農業における環境負荷軽減の取組み

農業分野における環境配慮の取組み

世界の温室効果ガス排出量のうち、農業・林業・その他土地利用に由来する排出量は約4分の1を占めると言われています。また、台風・洪水・高温などの自然災害が年々増加し、農作物への被害は深刻となっています。当金庫は農林水産業を基盤とする金融機関として、これらの課題解決に率先して貢献していきます。

農業・食品産業技術総合研究機構との連携

グローバルでは、農業は高炭素排出セクターと評価されています。一方で、農業生産における脱炭素技術・手法は限られ、また、農業のGHG(温室効果ガス)算定において、脱炭素化の取組みを適切に反映する仕組みが、いまだ構築されていません。
当課題の対応として、当金庫は農業・食品産業技術総合研究機構と連携し、農業生産者におけるGHG削減を促進・支援する独自の取組み(MABIプロジェクト)を開始しました。
この連携により、脱炭素化の取組みを適切に反映する排出量測定基準を策定するほか、 GHG削減の技術を普及するとともに、農業法人に対しても脱炭素経営支援およびGHG計測等を実施し、農業の環境課題解決に貢献していきます。

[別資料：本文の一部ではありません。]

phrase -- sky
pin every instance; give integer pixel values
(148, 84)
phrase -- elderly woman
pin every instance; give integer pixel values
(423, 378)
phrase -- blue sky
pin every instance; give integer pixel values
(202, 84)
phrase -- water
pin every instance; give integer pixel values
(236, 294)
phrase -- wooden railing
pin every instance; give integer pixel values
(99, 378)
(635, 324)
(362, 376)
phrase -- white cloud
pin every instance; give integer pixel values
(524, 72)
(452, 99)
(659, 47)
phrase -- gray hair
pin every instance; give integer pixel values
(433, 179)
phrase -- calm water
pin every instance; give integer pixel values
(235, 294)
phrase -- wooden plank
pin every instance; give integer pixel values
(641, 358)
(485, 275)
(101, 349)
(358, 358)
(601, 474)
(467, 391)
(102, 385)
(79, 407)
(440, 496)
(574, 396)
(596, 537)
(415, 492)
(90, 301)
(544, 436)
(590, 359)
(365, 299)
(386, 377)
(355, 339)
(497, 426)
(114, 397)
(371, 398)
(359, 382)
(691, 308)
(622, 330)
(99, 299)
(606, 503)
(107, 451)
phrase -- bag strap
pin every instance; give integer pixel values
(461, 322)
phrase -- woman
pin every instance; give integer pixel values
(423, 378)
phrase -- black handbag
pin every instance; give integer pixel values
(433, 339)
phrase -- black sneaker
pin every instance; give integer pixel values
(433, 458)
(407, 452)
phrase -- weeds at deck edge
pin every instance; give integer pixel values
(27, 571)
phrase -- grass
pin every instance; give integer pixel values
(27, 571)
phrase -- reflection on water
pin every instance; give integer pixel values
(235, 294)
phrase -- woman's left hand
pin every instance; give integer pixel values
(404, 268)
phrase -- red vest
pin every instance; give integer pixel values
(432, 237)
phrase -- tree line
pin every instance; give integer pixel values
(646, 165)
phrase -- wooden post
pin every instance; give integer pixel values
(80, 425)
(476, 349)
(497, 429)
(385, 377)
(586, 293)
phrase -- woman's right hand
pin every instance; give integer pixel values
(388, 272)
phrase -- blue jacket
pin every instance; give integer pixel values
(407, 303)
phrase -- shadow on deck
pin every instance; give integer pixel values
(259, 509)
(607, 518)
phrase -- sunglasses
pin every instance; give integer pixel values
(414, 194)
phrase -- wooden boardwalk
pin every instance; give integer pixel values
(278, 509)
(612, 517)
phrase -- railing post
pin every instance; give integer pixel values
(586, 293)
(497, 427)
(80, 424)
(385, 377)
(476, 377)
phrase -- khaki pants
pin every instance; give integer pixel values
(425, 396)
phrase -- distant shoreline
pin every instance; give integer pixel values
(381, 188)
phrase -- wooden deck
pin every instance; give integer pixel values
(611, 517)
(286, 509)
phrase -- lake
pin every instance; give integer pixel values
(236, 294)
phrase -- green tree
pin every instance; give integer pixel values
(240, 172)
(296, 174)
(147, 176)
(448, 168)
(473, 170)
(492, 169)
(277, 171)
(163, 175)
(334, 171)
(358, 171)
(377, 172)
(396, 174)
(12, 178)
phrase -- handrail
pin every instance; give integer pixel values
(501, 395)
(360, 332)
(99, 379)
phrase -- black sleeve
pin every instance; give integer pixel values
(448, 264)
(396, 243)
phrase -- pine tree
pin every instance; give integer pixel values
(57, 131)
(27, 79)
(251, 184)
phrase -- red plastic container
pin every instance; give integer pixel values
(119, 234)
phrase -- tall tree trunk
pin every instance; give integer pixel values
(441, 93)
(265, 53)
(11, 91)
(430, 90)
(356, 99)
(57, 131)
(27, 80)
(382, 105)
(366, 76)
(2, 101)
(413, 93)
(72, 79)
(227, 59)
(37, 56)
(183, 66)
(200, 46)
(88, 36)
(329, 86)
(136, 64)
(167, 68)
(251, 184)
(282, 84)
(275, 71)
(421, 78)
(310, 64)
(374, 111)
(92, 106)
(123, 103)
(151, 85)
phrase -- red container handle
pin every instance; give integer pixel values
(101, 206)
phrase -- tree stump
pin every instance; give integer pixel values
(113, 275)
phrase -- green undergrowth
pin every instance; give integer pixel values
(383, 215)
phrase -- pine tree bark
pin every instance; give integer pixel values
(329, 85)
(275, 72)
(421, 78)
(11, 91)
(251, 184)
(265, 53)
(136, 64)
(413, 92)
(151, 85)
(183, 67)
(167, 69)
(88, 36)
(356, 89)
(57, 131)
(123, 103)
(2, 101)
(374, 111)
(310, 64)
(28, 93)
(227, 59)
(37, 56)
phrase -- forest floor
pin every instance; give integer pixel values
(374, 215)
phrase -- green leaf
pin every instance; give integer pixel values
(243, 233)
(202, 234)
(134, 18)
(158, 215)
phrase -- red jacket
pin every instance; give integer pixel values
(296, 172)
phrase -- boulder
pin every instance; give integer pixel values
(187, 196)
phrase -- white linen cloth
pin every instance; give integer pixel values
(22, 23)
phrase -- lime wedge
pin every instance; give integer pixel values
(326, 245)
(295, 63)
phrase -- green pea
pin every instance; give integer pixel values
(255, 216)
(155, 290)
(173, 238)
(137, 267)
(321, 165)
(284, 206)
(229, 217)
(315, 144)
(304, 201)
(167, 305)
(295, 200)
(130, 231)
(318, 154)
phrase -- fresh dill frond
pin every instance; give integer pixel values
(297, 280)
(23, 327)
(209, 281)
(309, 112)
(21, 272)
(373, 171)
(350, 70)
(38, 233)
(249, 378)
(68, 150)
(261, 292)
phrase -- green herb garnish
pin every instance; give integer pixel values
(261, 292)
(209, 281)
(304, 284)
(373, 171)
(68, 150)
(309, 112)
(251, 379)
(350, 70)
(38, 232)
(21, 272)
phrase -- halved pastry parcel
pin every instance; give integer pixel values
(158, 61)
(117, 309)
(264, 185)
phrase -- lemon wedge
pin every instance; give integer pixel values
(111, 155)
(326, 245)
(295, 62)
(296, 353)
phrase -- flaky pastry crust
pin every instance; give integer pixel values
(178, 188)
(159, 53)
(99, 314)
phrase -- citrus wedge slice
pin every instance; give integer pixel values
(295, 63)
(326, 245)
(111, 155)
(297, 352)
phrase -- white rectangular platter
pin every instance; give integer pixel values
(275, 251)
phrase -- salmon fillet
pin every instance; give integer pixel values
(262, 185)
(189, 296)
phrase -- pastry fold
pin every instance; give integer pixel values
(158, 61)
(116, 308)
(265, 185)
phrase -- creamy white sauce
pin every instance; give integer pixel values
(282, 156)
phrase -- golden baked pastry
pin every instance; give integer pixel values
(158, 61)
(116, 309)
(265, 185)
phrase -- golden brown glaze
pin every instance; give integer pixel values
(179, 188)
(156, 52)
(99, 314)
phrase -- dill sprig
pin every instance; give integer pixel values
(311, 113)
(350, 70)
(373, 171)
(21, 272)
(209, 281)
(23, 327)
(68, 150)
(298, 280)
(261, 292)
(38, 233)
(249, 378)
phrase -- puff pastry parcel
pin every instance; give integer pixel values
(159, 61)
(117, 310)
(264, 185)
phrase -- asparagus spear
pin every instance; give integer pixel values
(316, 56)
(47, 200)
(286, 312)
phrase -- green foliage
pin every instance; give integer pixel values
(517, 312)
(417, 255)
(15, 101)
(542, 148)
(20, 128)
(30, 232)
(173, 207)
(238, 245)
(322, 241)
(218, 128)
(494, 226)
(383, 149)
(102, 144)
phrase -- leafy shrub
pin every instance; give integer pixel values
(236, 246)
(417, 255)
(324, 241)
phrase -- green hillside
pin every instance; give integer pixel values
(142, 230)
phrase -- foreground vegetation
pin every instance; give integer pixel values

Measurements of GHG in Agriculture and Better Implementation

お客さまのGHG計測にかかる支援

脱炭素社会の実現に向けて、気候変動に関する情報開示が求められています。企業は自社のみならずサプライチェーン全体のGHG排出量の計測・削減への対応が求められています。
当金庫は、GHG排出量計測およびCDP回答への支援等のコンサルティング業務を行う企業と連携し、お客さまの脱炭素化に向けたソリューションを提供し、環境・社会課題の解決に貢献していきます。

トピック

農業法人のGHG排出量削減を金融・非金融面から支援

株式会社鈴生(以下、当社)は、2008年の創業当初から慣行農法対比で化学肥料施肥量を9割、農薬散布量を5割削減した農業を行っています。大企業を中心にGHG削減の取組み等が相当程度進捗している中、当社は農業分野においても環境負荷低減に資する取組みを一層進めていくことを目指しており、当金庫は、GHG排出量計測やコンサルティングを行うアスエネ株式会社を当社に紹介し、GHG排出量の見える化を支援しました。
また、GHG排出量の削減目標(Scope1~2)も設定し、その目標をサステナブル・パフォーマンス・ターゲット(STPs)とするサステナビリティ・リンク・ローンの契約を2022年12月に当社と締結しました。今後も脱炭素に資する技術の紹介等により、金融・非金融両面から環境に配慮した農業を支援していきます。

当社圃場

農業を通じたCO₂吸収への挑戦

農林水産業には環境に負荷を与えている側面がある一方で、CO₂吸収機能を通じて環境に貢献できる点にも着目されています。農業においては、土壌によるCO₂吸収機能の発揮と、それによる環境価値をクレジットとして販売することで、環境への貢献とともに農業者所得の増加にもつなげていくことが可能です。

トピック

高機能バイオ炭による環境負荷軽減の取組み

当金庫前橋支店ではJAと連携し、 2023年6月から群馬県内で、もみ殻や鶏ふんなど農業で発生する廃棄物を炭化させた「バイオ炭」の試験的な散布を開始しています。大学発のスタートアップ企業が開発した高機能バイオ炭で、一般的なバイオ炭と比べ、化学肥料の投入量を減らしつつ、収穫増が期待できます。また、バイオ炭によるCO₂削減量を国が認証する「J-クレジット」として販売できれば、農家はさらに収入増を期待できます。今後、試験結果を踏まえて、同県内での本格導入に向けて検討していきます。

バイオ炭:バイオマス(生物由来資源)を炭化したもの。もみ殻などの農業廃棄物は焼却処理で灰にしたり、微生物の活動などで分解・腐敗したりするとCO₂を空気中に排出してしまう。加熱して炭化することで分解されにくくし、CO₂排出を抑制する。もともと農地の水はけをよくするなど、土壌改良資材として使われていた。